Merging a set of polygons with non-stable borders

Gregor Klajnsek

Laboratory for Geometric Modeling and Multimedia Algorithms
Institute of Computer Science
Faculty of Electrical Engineering and Computer Science
University of Maribor
Maribor / Slovenia


1. Introduction
2. Description of the problem
3. Algorithm
    3.1. Determination of non-stable areas
    3.2. Removal of non-stable areas
        3.2.1. Fixing gap areas
        3.2.2. Fixing polygon intersections
        3.2.3. Fixing combined areas
4. Conclusions

5. References

Postscript version


The paper introduces an algorithm dealing with polygons with non-stable borders. Such polygons may appear because of measuring errors or during scanning and vectorisation of blueprints. The aim of the algorithm is to remove these errors within prescribed tolerance. The algorithm uses a sweep-line approach and works in two steps. In the first step, all non-stable areas are determined and in the second step fixed.

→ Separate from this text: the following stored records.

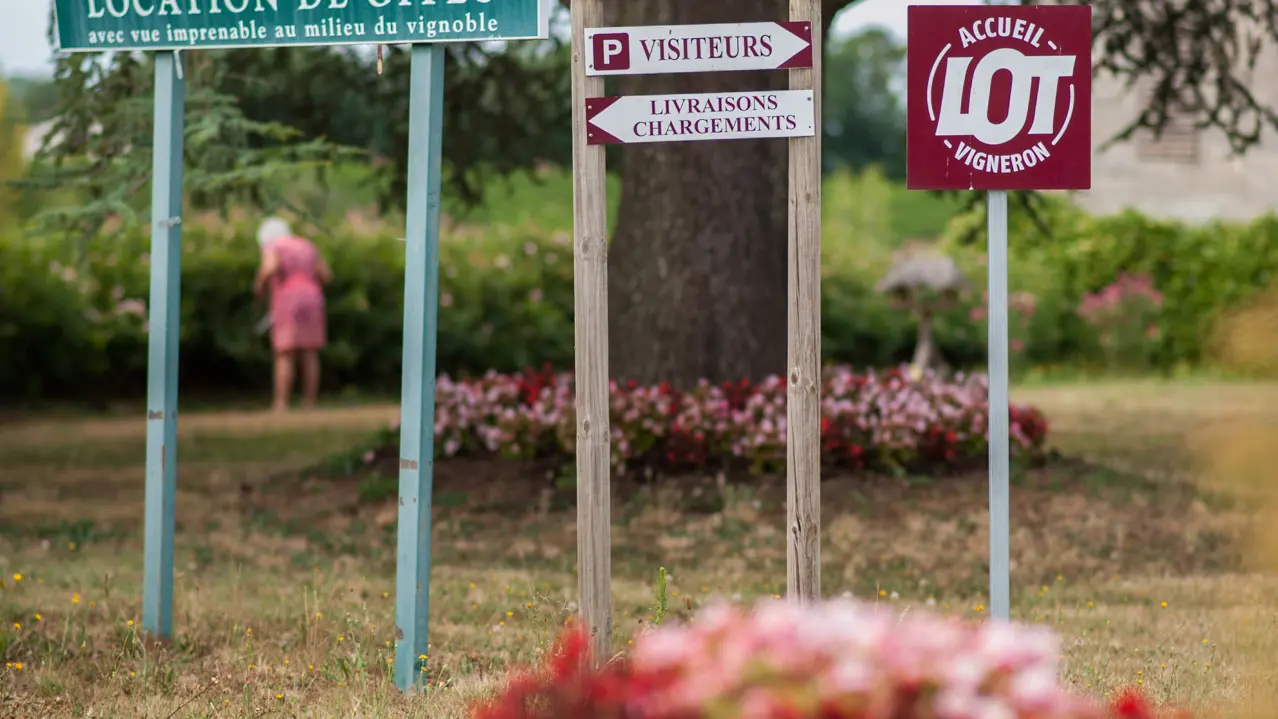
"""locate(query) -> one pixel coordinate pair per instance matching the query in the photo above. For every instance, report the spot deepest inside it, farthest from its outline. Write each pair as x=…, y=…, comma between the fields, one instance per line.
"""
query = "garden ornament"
x=924, y=281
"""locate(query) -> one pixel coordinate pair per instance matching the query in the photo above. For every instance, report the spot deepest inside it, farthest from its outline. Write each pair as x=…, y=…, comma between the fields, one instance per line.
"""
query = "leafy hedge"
x=76, y=330
x=1203, y=272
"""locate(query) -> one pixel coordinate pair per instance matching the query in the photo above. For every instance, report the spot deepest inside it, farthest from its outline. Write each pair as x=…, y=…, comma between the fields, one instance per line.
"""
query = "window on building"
x=1178, y=142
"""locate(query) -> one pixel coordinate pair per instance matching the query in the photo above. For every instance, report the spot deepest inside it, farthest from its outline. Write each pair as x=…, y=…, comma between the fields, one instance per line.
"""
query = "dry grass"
x=285, y=576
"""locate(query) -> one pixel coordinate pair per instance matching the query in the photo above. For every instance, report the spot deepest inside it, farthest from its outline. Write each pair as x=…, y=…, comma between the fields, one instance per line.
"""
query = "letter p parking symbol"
x=611, y=51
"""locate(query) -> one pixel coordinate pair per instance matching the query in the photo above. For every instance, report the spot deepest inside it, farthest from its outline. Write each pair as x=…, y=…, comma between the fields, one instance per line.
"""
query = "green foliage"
x=863, y=111
x=1201, y=271
x=506, y=291
x=12, y=161
x=91, y=153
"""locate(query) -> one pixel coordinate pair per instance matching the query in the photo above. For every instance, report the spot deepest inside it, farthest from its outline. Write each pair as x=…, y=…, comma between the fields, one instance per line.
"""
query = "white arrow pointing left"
x=702, y=116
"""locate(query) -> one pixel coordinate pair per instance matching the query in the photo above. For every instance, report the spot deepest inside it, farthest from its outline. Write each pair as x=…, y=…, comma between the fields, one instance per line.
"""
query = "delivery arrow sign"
x=698, y=49
x=700, y=116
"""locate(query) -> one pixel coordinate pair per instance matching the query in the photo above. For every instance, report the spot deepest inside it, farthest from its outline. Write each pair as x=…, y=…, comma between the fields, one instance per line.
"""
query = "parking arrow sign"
x=698, y=49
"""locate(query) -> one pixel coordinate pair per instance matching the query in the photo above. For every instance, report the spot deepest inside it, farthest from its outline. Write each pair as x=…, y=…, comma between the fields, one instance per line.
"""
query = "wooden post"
x=421, y=327
x=803, y=337
x=162, y=345
x=591, y=321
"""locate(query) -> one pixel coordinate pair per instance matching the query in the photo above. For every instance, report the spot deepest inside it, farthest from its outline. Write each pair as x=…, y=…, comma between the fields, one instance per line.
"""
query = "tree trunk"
x=698, y=262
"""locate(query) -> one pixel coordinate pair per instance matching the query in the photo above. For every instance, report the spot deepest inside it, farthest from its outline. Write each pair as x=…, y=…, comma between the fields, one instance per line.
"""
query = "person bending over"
x=294, y=273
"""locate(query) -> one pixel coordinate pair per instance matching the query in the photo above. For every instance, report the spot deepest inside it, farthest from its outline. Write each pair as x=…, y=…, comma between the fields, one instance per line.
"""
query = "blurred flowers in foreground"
x=833, y=660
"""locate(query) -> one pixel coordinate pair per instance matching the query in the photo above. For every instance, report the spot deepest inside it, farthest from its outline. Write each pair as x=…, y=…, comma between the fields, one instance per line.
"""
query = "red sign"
x=998, y=97
x=698, y=49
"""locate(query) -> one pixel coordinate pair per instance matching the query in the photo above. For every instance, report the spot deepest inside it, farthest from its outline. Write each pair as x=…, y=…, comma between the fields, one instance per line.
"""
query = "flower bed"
x=835, y=660
x=872, y=422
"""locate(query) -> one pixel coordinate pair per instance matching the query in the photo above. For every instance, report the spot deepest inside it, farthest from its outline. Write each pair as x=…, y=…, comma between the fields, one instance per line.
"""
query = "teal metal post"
x=162, y=345
x=417, y=408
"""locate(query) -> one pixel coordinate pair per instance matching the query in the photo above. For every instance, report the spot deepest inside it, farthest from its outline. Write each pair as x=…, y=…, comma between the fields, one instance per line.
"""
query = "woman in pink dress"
x=294, y=272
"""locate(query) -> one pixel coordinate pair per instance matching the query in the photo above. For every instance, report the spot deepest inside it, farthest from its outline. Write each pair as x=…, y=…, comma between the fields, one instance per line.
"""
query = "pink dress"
x=297, y=298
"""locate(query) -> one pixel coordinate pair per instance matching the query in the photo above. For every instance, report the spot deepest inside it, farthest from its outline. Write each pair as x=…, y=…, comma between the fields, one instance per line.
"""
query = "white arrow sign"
x=698, y=49
x=702, y=116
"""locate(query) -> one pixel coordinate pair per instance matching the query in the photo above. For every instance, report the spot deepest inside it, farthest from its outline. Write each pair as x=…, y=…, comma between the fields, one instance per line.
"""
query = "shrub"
x=833, y=660
x=506, y=294
x=873, y=422
x=1124, y=316
x=1203, y=271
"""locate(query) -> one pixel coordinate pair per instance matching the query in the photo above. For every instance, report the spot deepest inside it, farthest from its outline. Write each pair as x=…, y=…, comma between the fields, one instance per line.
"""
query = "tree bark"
x=698, y=286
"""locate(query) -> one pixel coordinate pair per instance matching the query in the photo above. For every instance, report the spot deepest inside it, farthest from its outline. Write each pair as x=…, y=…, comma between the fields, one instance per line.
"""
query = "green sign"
x=96, y=26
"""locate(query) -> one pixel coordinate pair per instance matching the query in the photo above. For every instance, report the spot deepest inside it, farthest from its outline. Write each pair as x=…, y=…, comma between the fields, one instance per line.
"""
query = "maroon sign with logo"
x=998, y=97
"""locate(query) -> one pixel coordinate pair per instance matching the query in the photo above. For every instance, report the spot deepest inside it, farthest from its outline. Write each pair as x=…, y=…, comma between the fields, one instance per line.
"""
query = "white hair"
x=272, y=229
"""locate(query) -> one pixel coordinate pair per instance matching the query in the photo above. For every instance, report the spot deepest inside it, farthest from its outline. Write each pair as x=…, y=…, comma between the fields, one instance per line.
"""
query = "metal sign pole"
x=1000, y=450
x=421, y=326
x=164, y=317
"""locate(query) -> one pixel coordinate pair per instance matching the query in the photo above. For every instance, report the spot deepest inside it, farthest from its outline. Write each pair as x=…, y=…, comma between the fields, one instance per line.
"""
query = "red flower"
x=1131, y=705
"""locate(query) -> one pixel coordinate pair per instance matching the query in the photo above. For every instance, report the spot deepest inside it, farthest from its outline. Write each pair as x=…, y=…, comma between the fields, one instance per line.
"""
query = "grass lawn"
x=285, y=574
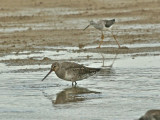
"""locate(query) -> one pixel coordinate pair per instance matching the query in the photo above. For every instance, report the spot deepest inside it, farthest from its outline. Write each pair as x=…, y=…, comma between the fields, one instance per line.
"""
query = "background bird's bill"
x=86, y=27
x=47, y=75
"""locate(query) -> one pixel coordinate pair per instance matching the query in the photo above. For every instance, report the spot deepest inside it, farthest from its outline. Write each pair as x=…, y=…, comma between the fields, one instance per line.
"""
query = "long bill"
x=47, y=75
x=86, y=27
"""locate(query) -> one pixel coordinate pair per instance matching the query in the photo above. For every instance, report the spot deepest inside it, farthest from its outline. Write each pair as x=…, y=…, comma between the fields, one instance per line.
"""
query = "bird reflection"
x=151, y=115
x=107, y=70
x=73, y=94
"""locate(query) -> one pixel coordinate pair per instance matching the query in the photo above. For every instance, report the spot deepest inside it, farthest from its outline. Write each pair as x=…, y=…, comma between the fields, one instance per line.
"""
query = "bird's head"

Keywords: algorithms, computational geometry, polygons, non-stable areas.

  1. Introduction
  2. Polygons present basic geometric structures in many 2D applications. Perhaps the most important are geographic information systems (GIS) where polygons represents piece of land considered as parcels. It is reasonable to expect that the parcels fit completely together because in reality, there is no overlapping or empty spaces between them. However, the borders of these parcels are obtained by measuring with given tolerance. In reality this tolerance is +/- 12 cm. Because of this, it could happen, that in GIS database the borders of the parcels do not fit exactly together, especially if different logical units are tried to be unified. The problem is even more difficult, if they have been stored in different databases. In such cases, the borders of the parcels do not fit together entirely but instead, they overlap or there are empty spaces among them. Such data represents real problems in further operations on geometric data and therefore, they have to be corrected. Indeed, the corrected polygons do not express the exact real data, but they are consistent within the given tolerance.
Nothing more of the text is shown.